Hell's Bounty
- Art by Tim Truman
- Author: Joe R. Lansdale and John L. Lansdale
- Cover artist: Timothy Truman
- Language: English
- Genre: Horror fiction
- Publisher: Subterranean Press
- Publication date: 2016
- Publication place: United States
- Media type: ebook, hardcover, limited edition
- Pages: 190
- ISBN: 978-1-596-06-745-5
- Preceded by: Fender Lizards (2015)

= Hell's Bounty =

2016 novel by Joe R. Lansdale and John L. Lansdale

Hell's Bounty is a horror novel written by American brothers Joe R. Lansdale and John L. Lansdale.

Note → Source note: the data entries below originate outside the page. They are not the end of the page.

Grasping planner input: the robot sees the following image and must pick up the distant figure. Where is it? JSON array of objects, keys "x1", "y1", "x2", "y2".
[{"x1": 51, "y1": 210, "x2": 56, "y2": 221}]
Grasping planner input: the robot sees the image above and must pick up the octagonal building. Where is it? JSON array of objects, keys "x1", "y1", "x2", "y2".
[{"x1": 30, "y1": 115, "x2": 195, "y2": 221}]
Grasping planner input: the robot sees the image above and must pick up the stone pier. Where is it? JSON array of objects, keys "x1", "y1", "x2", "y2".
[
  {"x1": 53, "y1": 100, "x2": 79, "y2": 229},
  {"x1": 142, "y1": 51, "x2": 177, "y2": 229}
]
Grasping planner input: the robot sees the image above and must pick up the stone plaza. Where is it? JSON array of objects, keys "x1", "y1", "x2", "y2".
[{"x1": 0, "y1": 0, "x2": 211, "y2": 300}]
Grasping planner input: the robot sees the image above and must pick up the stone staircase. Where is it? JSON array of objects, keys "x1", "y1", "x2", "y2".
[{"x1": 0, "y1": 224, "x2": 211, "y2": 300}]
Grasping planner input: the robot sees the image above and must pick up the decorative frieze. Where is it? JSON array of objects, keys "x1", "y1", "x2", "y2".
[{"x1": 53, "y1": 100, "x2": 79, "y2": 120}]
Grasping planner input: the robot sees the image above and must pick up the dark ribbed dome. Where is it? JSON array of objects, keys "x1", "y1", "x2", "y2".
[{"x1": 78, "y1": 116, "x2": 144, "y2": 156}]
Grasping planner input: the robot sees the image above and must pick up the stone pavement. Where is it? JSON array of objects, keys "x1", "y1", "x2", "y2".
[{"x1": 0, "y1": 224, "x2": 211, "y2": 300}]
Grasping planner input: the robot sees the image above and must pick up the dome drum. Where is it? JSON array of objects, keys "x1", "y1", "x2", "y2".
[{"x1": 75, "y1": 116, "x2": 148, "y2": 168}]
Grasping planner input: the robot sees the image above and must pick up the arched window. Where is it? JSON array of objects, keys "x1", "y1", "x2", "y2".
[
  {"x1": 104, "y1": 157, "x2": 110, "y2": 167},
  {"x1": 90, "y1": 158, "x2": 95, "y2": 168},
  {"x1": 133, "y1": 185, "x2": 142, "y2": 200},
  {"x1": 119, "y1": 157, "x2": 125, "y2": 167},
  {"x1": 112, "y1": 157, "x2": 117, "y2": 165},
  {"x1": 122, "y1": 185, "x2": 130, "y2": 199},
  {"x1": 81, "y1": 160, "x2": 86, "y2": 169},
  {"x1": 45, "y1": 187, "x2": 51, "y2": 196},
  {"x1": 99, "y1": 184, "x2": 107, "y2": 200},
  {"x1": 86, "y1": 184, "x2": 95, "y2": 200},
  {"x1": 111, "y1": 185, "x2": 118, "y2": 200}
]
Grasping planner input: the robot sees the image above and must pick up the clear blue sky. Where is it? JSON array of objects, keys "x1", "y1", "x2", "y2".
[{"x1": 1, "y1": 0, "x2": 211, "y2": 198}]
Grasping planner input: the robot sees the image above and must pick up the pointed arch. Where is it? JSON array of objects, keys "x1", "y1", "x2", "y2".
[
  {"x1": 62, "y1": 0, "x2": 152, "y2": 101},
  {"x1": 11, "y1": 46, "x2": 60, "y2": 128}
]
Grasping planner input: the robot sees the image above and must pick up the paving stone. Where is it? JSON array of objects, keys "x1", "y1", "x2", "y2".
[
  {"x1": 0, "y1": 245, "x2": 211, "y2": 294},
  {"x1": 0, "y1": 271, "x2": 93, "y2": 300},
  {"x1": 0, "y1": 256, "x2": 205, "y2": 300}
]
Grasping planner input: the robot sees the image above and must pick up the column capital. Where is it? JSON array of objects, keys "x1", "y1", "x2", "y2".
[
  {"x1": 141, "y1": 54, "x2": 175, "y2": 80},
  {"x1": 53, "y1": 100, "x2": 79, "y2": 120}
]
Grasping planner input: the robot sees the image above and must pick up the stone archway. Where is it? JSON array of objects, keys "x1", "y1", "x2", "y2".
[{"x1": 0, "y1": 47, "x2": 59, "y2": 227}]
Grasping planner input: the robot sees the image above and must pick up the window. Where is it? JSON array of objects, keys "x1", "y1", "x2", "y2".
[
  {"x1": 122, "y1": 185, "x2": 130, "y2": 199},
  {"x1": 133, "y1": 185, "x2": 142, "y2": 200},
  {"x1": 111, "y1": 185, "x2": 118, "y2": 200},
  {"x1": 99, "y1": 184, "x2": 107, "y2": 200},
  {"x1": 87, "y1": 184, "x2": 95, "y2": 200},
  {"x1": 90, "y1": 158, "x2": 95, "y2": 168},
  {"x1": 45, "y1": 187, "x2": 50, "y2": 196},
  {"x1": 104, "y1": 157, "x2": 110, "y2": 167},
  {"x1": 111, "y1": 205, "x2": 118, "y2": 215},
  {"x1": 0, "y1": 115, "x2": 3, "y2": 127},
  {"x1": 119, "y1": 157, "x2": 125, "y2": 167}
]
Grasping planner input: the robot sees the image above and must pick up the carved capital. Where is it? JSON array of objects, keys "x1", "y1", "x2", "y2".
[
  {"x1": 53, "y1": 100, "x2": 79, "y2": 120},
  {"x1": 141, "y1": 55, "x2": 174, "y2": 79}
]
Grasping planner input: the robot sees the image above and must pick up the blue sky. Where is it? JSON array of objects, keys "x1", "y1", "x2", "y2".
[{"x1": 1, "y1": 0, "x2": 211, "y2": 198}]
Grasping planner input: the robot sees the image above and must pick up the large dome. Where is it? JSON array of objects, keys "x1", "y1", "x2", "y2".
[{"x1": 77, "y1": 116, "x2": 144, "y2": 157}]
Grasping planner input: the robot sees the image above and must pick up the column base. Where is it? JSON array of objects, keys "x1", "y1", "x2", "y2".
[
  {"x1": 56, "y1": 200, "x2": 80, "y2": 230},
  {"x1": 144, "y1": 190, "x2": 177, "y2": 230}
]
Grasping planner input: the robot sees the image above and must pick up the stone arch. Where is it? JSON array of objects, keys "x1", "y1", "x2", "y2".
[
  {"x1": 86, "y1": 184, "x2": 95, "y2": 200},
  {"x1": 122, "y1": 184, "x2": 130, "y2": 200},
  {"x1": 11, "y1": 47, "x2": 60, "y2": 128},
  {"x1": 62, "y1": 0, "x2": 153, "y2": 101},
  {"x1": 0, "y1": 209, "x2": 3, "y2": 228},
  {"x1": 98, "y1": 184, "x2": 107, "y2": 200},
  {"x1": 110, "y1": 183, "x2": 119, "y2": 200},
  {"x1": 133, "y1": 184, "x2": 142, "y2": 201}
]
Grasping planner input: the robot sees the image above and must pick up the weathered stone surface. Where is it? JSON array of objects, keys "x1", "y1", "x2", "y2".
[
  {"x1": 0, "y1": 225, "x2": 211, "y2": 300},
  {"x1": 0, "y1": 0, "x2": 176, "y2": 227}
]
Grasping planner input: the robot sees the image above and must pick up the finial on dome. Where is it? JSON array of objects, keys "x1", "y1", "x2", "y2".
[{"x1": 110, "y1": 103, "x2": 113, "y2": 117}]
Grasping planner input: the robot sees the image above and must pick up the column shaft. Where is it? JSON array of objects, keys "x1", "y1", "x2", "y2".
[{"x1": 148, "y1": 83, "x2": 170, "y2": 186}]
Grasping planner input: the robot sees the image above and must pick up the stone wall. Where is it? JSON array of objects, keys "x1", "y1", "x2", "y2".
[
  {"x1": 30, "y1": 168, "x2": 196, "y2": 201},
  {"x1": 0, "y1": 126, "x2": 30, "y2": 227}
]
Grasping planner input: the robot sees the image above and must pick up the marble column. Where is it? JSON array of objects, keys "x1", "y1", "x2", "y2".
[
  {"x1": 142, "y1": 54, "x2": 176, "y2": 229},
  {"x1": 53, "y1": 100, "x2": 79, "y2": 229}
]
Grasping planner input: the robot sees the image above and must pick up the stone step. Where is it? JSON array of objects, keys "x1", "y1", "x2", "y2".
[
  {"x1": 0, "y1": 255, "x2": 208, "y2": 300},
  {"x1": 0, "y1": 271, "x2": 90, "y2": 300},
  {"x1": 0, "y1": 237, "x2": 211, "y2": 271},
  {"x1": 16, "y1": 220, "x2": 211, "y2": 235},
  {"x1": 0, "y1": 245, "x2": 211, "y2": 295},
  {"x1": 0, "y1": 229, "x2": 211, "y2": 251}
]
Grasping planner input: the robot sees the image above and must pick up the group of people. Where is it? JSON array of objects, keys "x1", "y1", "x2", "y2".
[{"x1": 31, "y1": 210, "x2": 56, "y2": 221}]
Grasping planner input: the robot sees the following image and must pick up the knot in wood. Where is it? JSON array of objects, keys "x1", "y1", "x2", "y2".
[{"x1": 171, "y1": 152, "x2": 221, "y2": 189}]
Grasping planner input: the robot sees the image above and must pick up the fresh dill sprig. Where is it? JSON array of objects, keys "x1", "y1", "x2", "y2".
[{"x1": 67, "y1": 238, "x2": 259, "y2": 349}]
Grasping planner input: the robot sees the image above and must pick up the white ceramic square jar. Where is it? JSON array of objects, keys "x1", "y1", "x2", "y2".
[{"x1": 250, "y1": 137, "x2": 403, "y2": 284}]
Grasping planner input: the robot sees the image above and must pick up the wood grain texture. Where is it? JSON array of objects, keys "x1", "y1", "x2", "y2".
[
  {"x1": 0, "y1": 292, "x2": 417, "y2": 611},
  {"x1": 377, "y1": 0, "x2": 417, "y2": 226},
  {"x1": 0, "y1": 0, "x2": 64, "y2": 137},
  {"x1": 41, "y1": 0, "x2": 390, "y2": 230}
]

It takes place in the old western town of Falling Rock. Bounty hunter Smith (no first name given) sets off a chain of events as he searches for one bad hombre Quill. He is blown to hell, literally, where he makes a deal with a bartender Snappy, who is really Satan. He will save Smith from the bowels of hell if he returns to Falling Rock and stops Quill who has made a deal with the "Old Ones" who are so evil even Satan can't abide. Smith teams up with a whip snapping redhead whore named Payday, a legless man called Undertaker, and a whisky drinking doctor to stop Quill who has turned into a winged demon and has turned the people of the town into ghouls to try to stop Smith and his band from ruining his plans.

==Publisher's information==

This book was published by Subterranean Press as an e-book and a limited edition. The limited edition has sold out.